Small research groups – from the Pennsylvania State University, from Google, from the US military department – are developing plans to protect against potential attacks on AI. Theories put forward in the study say that the attacker can change what the "robot" sees. Or activate voice recognition on the phone and get him to go to a malicious site using sounds that will be for the person only noise. Or let the virus seep through the firewall.

Left – the image of the building, to the right – a modified image that the deep neural network refers to ostriches. In the middle, all the changes applied to the primary image are shown.

Instead of intercepting control over the control of the robotic vehicle, this method shows him something of a hallucination – an image that is actually not there.

Such attacks use images with a dirty trick [adversarial examples – устоявшегося русского термина нет, дословно получается нечто вроде «примеры с противопоставлением» или «соперничающие примеры» – прим. перев.]: images, sounds, text, looking normal to people, but perceived in a completely different way by machines. The small changes made by the attackers can cause the deep neural network to draw the wrong conclusions about what it demonstrates.

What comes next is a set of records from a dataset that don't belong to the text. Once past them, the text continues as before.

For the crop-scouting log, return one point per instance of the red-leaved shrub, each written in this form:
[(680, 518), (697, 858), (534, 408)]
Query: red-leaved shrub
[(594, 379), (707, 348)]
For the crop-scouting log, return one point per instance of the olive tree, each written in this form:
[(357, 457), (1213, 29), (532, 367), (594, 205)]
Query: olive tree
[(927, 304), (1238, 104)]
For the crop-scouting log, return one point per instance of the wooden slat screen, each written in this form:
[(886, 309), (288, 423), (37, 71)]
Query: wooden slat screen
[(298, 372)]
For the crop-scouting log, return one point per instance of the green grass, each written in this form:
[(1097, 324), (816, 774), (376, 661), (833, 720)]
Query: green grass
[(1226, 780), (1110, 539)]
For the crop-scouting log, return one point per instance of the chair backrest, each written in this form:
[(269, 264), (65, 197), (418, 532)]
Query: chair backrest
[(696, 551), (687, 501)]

"Any system that uses machine learning to make decisions critical to security is potentially vulnerable to this type of attack," – Says Alex Kanchelian, a researcher at the University of Berkeley, studying attacks on machine learning using deceptive images.

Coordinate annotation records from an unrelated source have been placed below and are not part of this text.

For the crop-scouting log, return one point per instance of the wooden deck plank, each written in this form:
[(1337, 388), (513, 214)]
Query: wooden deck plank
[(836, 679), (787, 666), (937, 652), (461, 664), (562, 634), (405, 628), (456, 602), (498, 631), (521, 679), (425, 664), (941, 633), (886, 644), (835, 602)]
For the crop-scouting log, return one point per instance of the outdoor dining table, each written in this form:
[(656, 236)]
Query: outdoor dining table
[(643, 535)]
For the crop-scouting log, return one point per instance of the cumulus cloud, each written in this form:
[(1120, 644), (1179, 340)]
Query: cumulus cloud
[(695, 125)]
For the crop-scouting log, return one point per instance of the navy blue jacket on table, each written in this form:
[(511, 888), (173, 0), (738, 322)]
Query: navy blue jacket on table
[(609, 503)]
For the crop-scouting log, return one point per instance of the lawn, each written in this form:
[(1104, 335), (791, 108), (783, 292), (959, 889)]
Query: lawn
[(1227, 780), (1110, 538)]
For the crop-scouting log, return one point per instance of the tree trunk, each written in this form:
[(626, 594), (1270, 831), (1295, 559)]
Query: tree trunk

Knowing these nuances in the early stages of developing AI gives researchers a tool to understand the methods of These shortcomings. Some have already done this, and they say that their algorithms have also become more effective because of this.

Most of the main stream of AI research is based on deep neural networks, which in turn are based on a vast field of machine learning. MO technologies use differential and integral calculus and statistics to create the software used by most of us, such as spam filters in mail or Internet searches. Over the past 20 years, researchers have begun to apply these techniques to a new idea, neural networks – software structures that mimic the work of the brain. The idea is to decentralize the calculations for thousands of small equations ("neurons") that receive data that process and transmit them further to the next layer of thousands of small equations.

These AI algorithms are trained the same way as In the case of the MO, which, in turn, copies the process of learning rights. They are shown examples of different things and related tags. Show the computer (or the child) the image of the cat, say that the cat looks like this, and the algorithm will learn to recognize the cats. But for this, the computer will have to view thousands and millions of images of cats and cats.

The researchers found that these systems can be attacked by specially selected deceptive data, which they called "adversarial examples."

In the work of 2015, researchers from Google showed that deep neural networks can be made to refer this image of panda to gibbons.

"We show you photos, On which the school bus is clearly visible, and we are forced to think that this is an ostrich, "says Ian Goodfellon [Ian Goodfellow]a researcher from Google, actively working in the field of similar attacks on neural networks.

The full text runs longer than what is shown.